Mobile robotic systems are mechatronic devices that are currently becoming more and more complex. To design such a system, a combination of expertise from the fields of mechanical, electrical and computer engineering is required. This paper describes our custom omni-directional robotic platform designed for both indoor and outdoor use that contains a lot of prototypic hardware. All the designed components are interesting as they permit control of the robot as a complex mechatronic system. The main objective here was to use a larger amount of smaller control subsystems, rather than a central one. This is more advantageous from the control point of view. The electronics of the robot consists of microcontroller controlled distributed subsystems that are able to communicate with the master system. The following sections offer an insight into the control structures of the mobile robot.

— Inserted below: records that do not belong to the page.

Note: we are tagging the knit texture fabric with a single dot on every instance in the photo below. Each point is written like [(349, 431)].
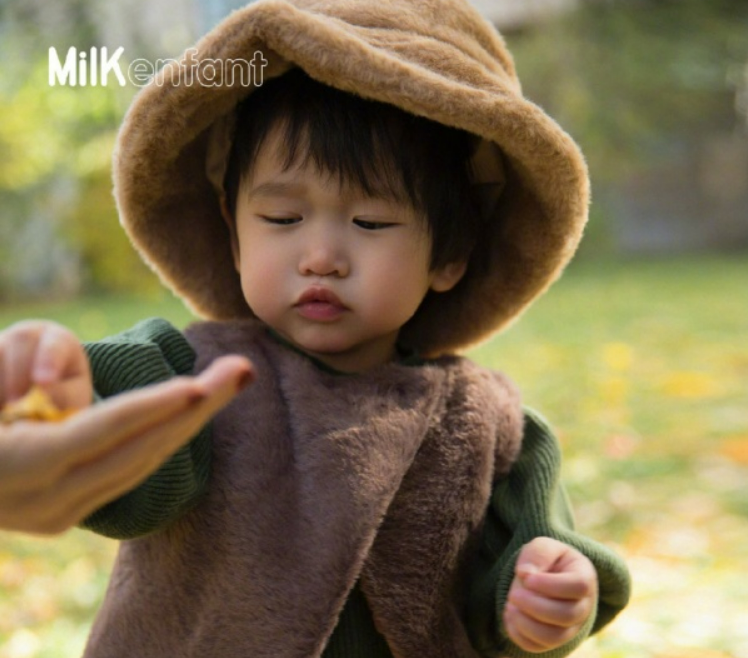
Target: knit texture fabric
[(525, 503)]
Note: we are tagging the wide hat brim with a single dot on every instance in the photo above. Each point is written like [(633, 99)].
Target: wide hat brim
[(435, 58)]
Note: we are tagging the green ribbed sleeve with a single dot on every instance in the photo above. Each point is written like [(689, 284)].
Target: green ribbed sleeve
[(530, 502), (152, 351)]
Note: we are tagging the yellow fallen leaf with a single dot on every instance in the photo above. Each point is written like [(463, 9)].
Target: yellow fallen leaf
[(35, 405), (735, 449)]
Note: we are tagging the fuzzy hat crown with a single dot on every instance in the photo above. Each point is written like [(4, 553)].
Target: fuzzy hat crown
[(434, 58)]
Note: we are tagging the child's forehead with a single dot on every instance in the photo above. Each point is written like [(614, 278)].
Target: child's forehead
[(281, 170)]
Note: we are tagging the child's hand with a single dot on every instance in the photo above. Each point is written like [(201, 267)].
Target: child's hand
[(553, 593), (48, 355), (53, 475)]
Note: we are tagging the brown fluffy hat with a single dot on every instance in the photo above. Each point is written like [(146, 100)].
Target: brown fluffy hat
[(435, 58)]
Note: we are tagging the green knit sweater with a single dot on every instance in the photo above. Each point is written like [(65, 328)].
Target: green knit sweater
[(527, 503)]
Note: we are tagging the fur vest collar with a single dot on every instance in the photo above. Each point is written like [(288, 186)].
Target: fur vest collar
[(320, 480)]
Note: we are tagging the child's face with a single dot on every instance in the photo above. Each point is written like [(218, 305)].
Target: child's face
[(333, 271)]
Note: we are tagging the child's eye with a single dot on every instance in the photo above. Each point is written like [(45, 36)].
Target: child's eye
[(372, 226), (280, 221)]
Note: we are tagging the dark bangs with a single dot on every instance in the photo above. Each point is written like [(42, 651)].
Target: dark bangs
[(374, 147)]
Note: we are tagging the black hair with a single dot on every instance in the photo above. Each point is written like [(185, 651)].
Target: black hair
[(372, 145)]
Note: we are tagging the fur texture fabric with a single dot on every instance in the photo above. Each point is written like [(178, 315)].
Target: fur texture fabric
[(320, 481), (436, 58)]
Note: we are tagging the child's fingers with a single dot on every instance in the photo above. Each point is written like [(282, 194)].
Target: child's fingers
[(568, 586), (75, 482), (552, 611), (131, 414), (534, 636)]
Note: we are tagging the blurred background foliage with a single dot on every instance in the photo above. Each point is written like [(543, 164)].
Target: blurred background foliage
[(638, 356), (643, 85)]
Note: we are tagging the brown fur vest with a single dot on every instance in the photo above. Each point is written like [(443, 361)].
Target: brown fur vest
[(319, 480)]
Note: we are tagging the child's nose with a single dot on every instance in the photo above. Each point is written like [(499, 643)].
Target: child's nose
[(322, 256)]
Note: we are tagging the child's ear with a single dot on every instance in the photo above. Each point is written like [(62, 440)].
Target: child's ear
[(447, 277), (231, 224)]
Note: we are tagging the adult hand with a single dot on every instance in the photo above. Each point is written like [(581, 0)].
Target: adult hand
[(553, 594), (53, 475)]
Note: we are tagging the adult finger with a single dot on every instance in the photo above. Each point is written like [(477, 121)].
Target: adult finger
[(20, 342), (128, 414), (95, 483)]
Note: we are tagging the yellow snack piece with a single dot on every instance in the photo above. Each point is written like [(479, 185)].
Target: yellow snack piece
[(36, 405)]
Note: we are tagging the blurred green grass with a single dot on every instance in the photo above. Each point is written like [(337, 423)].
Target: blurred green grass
[(642, 369)]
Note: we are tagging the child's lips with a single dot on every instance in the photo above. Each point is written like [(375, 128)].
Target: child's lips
[(321, 304)]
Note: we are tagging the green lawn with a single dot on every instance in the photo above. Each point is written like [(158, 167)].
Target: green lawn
[(641, 366)]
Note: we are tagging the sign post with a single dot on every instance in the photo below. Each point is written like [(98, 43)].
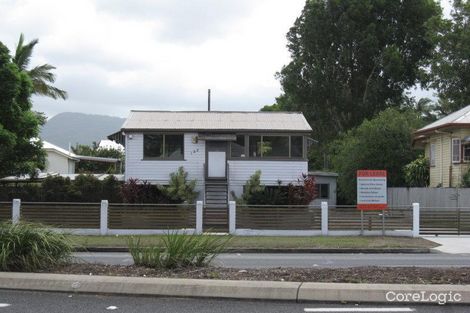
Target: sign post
[(372, 193)]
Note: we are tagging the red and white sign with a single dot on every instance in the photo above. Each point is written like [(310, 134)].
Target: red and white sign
[(371, 189)]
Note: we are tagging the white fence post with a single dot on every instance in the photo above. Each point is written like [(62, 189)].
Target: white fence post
[(15, 211), (324, 218), (104, 217), (415, 219), (232, 217), (199, 208)]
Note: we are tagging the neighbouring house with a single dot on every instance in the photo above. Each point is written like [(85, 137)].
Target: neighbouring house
[(325, 183), (110, 144), (59, 160), (446, 143), (220, 150)]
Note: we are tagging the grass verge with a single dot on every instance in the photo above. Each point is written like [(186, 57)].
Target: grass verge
[(269, 242)]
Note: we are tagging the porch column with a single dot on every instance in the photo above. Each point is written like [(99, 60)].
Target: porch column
[(199, 212)]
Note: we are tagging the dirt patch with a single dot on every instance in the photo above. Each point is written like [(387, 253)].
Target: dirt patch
[(385, 275)]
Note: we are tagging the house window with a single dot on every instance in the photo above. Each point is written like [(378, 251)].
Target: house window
[(238, 147), (296, 146), (164, 146), (275, 146), (432, 154), (466, 152), (284, 147), (255, 146), (323, 191), (456, 150)]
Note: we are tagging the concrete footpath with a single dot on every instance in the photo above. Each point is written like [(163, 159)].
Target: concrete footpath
[(231, 289)]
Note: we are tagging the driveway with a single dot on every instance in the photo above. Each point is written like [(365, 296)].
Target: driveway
[(451, 244)]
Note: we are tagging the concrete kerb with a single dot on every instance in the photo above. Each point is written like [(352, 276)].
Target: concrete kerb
[(259, 290), (286, 250)]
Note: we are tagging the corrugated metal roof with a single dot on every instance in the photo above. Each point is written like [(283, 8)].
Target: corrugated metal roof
[(461, 116), (216, 120)]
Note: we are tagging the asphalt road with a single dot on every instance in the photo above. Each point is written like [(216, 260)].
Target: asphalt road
[(49, 302), (265, 260)]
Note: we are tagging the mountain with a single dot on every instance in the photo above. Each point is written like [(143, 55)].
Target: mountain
[(73, 128)]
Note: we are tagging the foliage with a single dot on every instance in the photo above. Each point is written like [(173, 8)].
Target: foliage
[(466, 179), (384, 142), (180, 189), (352, 59), (56, 189), (29, 247), (98, 167), (86, 188), (20, 152), (417, 172), (178, 250), (254, 193), (450, 66), (303, 192), (41, 75)]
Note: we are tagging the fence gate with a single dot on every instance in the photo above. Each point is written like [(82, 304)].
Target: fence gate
[(444, 221)]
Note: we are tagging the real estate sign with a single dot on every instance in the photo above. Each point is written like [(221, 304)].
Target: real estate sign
[(371, 189)]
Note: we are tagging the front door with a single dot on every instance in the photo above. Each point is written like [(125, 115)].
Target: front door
[(216, 159)]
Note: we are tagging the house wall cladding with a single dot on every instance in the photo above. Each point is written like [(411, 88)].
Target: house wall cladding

Efficient Embedded Model Predictive Vibration Control via Convex Lifting

This paper presents an efficient real-time implementation of embedded model predictive control, adopted in the context of active vibration control with the objective of minimizing the tip deflection of lightly damped cantilever beams. In particular, we focus on memory and time-efficient explicit solutions of the associated constrained optimal control problems that are easily implementable on low-end embedded hardware. To this end, we exploit the concept of convex lifting and show how it can be used to devise low-complexity, regionless piecewise affine controllers without any loss of optimality and performance. The efficiency of this constructive procedure is quantified via an extensive complexity analysis, evidenced by a successful practical deployment and optimal vibration control performance using a family of 32-bit ARM Cortex-M-based microcontroller platforms.

Nonlinear Model Predictive Control with Moving Horizon Estimation of a Pendubot system

In this paper we present and investigate a complex control framework based on Nonlinear Model Predictive Control (NMPC) to achieve the unstable equilibria, and Moving Horizon Estimation (MHE) to estimate the actual state and parameters of a Pendubot. This fast, under-actuated nonlinear mechatronic system apparently poses a challenging benchmark problem that might benefit from a nonlinear optimization scheme. To overcome the related computational difficulties we make use of the ACADO Code Generation tool allowing to export a highly efficient Gauss-Newton real-time iteration algorithm tailored to the nonlinear model dynamics while respecting imposed constraints. We show simulation results illustrating the overall control performance of the closed-loop system as well as the advantages of the nonlinear MHE-based NMPC scheme.

Real-time implementation of an adaptive feedback and feedforward Generalized Predictive Controller

This paper is devoted to the measurable disturbance rejection problem in Generalized Predictive Control (GPC) using an adaptive GPC controller, which combines the process of online system identification and the process of generalized predictive feedback controller design. In this work, the GPC algorithm is extended to the case when the measurable disturbances are available for feedforward control. The proposed adaptive GPC algorithm with/without future disturbance compensation is implemented in real time and experimentally demonstrated for the application of motor revolutions tracking when subjected to deterministic and pseudo-random disturbance signals. The constraint handling capabilities of the controller are considered as well.

Construction of convex liftings based on halfspace representation

This paper presents a new algorithm to construct convex lifting for a given polyhedral partition whenever it exists. This algorithm exclusively relies on the halfspace representation of the regions in the respective partition. Also, this algorithm is applicable for the general polyhedral partitions of polyhedra, and thus overcomes the limitation on the polytopic partitions of the existing algorithm based on the vertex representation. Finally, the importance of the proposed algorithm is clarified via some numerical examples, in particular in implementation of piecewise affine controllers. Accordingly, the convex lifting concept is shown to be useful to both avoid storing the state-space partition and to facilitate the online evaluation.